Materials and Methods: A total of 45 patients with T2DM and CKD stages 3A–4 were included in the study. The mean age was 63.3 ± 5.7 years, with a diabetes duration of 7.2 ± 4.5 years (data are presented as mean ± SD). The baseline HbA1c was 7.6 ± 0.15%, serum creatinine 115.6 ± 3.7 µmol/l, and potassium 4.1 ± 0.07 mmol/l. Patients were stratified by CKD stage: 28 with stage 3A (eGFR 45–60 mL/min/1.73m²), 10 with stage 3B (eGFR 30–44 mL/min/1.73m²), and 7 with stage 4 (eGFR 25–30 mL/min/1.73m²). Baseline ACR was <30 mg/g in 27 patients, 30–300 mg/g in 14 patients, and >300 mg/g in 4 patients. Finerenone was initiated at 10 mg/day in patients with eGFR 25–59 mL/min/1.73m² and 20 mg/day in those with eGFR ≥60 mL/min/1.73m², with monthly potassium monitoring and dose adjustments as needed. The data were compared using Student’s t-test and correlation analysis.

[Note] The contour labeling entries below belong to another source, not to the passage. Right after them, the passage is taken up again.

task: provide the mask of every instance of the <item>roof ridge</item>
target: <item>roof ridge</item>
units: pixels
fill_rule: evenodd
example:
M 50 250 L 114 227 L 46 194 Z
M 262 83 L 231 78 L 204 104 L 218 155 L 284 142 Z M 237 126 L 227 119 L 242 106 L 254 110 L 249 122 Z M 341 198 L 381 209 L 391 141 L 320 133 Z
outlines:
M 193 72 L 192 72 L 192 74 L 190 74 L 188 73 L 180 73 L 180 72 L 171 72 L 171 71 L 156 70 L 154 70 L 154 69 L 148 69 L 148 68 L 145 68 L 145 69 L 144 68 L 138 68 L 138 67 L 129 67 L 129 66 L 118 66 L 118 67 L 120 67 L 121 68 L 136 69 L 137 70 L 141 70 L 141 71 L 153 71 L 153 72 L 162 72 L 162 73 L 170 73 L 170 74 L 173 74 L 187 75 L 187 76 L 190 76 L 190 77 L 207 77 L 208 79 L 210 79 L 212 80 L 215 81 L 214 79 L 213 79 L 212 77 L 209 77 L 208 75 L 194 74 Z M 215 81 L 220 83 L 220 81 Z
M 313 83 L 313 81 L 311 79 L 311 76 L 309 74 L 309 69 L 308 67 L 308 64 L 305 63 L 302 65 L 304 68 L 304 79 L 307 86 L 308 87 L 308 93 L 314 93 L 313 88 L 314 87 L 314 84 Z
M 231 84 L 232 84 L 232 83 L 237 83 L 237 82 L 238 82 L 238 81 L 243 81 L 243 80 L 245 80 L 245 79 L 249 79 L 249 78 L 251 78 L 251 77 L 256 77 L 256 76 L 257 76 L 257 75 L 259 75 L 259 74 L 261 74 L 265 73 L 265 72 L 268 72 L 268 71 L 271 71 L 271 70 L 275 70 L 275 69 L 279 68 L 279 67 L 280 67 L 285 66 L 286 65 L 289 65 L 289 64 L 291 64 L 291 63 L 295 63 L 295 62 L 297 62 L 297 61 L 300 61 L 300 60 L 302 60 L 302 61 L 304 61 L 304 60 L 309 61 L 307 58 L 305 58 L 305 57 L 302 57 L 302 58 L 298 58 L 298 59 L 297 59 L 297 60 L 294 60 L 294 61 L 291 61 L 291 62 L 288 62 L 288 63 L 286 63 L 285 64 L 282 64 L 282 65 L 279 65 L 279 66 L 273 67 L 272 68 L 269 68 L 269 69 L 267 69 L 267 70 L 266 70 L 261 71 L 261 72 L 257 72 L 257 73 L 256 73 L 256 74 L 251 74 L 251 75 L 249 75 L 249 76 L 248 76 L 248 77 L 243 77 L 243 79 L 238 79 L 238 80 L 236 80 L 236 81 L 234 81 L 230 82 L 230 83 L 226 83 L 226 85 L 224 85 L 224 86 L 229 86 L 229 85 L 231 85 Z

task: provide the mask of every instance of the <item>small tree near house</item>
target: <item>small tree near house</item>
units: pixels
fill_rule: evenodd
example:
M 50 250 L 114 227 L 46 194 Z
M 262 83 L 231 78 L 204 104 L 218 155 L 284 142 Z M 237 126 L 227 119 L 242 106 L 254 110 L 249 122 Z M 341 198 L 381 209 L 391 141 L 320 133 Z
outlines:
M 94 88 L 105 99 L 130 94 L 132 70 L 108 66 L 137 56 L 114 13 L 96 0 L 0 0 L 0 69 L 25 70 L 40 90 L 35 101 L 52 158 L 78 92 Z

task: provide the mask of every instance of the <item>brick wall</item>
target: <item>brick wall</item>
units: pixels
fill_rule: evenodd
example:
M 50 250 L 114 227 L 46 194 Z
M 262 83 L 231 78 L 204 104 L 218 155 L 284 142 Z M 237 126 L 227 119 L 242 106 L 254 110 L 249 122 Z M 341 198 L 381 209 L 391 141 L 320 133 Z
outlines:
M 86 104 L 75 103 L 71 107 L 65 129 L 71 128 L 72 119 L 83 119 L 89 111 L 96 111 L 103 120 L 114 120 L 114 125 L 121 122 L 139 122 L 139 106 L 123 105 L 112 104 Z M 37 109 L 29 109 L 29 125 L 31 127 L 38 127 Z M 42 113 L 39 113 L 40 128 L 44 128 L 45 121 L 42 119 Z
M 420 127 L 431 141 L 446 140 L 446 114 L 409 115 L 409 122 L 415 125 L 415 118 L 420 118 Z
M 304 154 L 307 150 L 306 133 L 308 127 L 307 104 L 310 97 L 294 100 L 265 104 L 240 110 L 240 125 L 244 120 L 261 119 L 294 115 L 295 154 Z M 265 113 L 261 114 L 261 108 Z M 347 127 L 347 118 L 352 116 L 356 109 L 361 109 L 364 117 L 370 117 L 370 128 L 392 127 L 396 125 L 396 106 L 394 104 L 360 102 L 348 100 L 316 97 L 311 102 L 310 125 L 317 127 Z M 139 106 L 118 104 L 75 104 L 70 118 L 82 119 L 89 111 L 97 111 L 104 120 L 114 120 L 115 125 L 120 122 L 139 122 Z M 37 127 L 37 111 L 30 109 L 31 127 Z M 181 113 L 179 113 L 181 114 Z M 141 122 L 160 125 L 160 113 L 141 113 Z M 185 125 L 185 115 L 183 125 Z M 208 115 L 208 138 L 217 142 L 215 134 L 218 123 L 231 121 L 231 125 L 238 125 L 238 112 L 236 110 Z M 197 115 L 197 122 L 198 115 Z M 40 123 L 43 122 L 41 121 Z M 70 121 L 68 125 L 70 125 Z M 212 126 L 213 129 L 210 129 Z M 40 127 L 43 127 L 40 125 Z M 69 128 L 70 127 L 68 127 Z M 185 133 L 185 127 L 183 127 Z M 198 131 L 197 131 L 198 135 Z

Results: After 3 months of treatment, eGFR increased by 6% (54.04 ± 2.35 mL/min/1.73m², P < 0.05), while ACR decreased by 13% (46.27 ± 14.57 mg/g, P < 0.05). The most pronounced improvement in eGFR and ACR was observed in patients with CKD stage 3A and 3B. A significant inverse correlation was found between eGFR and ACR (ρ = -0.62, P < 0.05), with the strongest association in CKD stage 3A (ρ = -0.71). Serum potassium levels remained stable (4.04 ± 0.04 mmol/l, p > 0.05), and no cases of hyperkalemia (>5.0 mmol/l) were reported.

Conclusion: Finerenone effectively improved kidney function and reduced albuminuria in patients with T2DM and CKD stages 3A–4. The most significant benefits were observed in patients with CKD stage 3A–3B. Treatment was well tolerated, with no significant hyperkalemia. These findings support the use of finerenone in early-stage diabetic kidney disease to slow disease progression.